„Hab ich’s von Dir, mein Schöpfer, denn erbeten,
Dass Du aus Lehm zum Menschen mich geformt
Dass Du mich aus der Dunkelheit hervorzuziehen kamst
Hab’ ich Dich darum ersucht?
Ich war der Sklave meines Geschöpfs
Du bist mein Schöpfer, aber ich bin der Herr;
GEHORCHE“
Mary Godwin (1797-1851) hatte nicht gerade eine beschwingte Kindheit. Die 1797 geborene Tochter der Frauenrechtlerin Mary Wollstonecraft und des Revolutionärs William Godwin kannte ihre Mutter nicht, weil sie bei der Geburt Marys gestorben war. Nach der Wiederheirat ihres Vaters wuchs sie mit vier Geschwistern verschiedener Eltern auf und verbrachte lange Zeit in Pflegefamilien. Mit nicht einmal 17 Jahren brannte sie zusammen mit ihrem späteren Mann, dem Schriftsteller Percy Shelley (1792-1822), durch. Im Sommer 1916 reisten die Shelleys auf der Suche nach Lord Byron zusammen mit Marys Schwester Claire in die Schweiz und hielten sich in Byrons Villa Diodati auf. Anwesend war auch Byrons Leibarzt John Polidori. In den Gewitternächten lasen die fünf des öfteren Gruselgeschichten (Ken Russell diente eine dieser Nächte als Grundlage für seinen Film „Gothic“, 1986). Eines Abends schlug Byron vor, jeder solle eine eigene Gespenstergeschichte schreiben. Doch nur Mary Shelley und Polidori brachten es bis zu fertigen Romanen. Polidoris „The Vampyre“ erschien 1819, Mary Shelleys „Frankenstein oder der moderne Prometheus“ 1818, die erste Auflage noch unter einem Pseudonym. Polidoris Roman lieferte Bram Stoker (1847-1912) die Vorlage für dessen „Dracula“ (1897). Nach dem Tod ihres Mannes 1822 schrieb Mary Shelley noch weitere, allerdings wesentlich weniger erfolgreiche Romane, u.a. „The Last Man“ (1844), der vom Untergang der Menschheit im 21. Jahrhundert handelt.

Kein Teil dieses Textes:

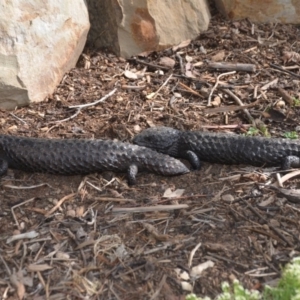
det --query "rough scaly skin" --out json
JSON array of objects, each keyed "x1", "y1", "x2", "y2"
[
  {"x1": 0, "y1": 135, "x2": 189, "y2": 184},
  {"x1": 133, "y1": 127, "x2": 300, "y2": 169}
]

Ein Traum in einer jener gewittrigen Nächte am Genfer See war Ausgangspunkt der Geschichte von
Frankenstein: „Ich sah das hässliche Trugbild eines Menschen ausgestreckt liegen, und dann, auf die Arbeit
irgendeiner mächtigen Maschine hin, gab es plötzliche Lebenszeichen von sich und regte sich mit einer
ungelenken, kaum lebensähnlichen Bewegung.“
Mit einigem Recht kann man wohl sagen, dass die Nächte in Lord Byrons Villa nicht unwesentlich sowohl zum
Horror-, als auch zum Sciencefiction-Genre beigetragen haben. Eine Frau zwischen lauter bekannten Männern,
Männern, die die „freie Liebe“ predigten und praktizierten (auch ihr Mann), die von ihrem Mann fünfmal
schwanger war (nur zwei Kinder überlebten), schreibt den „Urstoff“ zu einer Reihe von Horror-Geschichten und
filmischen Adaptionen. Und parallel dazu wird Dracula geboren. Zwei Funken, die zu einem Lauffeuer
entbrannten.
Thomas Edison nahm sich 1910 erstmals des Frankenstein-Stoffs an und drehte einen Film mit Charles Ogle als
Monster. 1931 war es dann so weit. James Whale (1) realisierte für das Kino, was Mary Shelley für die Literatur
geschaffen hatte: Den „Ur-Frankenstein“, für Boris Karloff (2) der Beginn einer Monster-Karriere. (Zunächst war
übrigens Bela Lugosi, „Dracula“, für die Hauptrolle vorgesehen.)
Dämmerung auf dem Friedhof. Weinende Menschen. Der Totengräber schüttet das Grab zu. Hinter einer Hecke
lauern Dr. Frankenstein (Colin Clive) (3) und sein buckliger Assistent Fritz (Dwight Frye), bis der letzte Lebende
den Friedhof verlassen haben. Sie graben den Sarg aus, und unterwegs schneiden sie einen Gehenkten ab. Dr.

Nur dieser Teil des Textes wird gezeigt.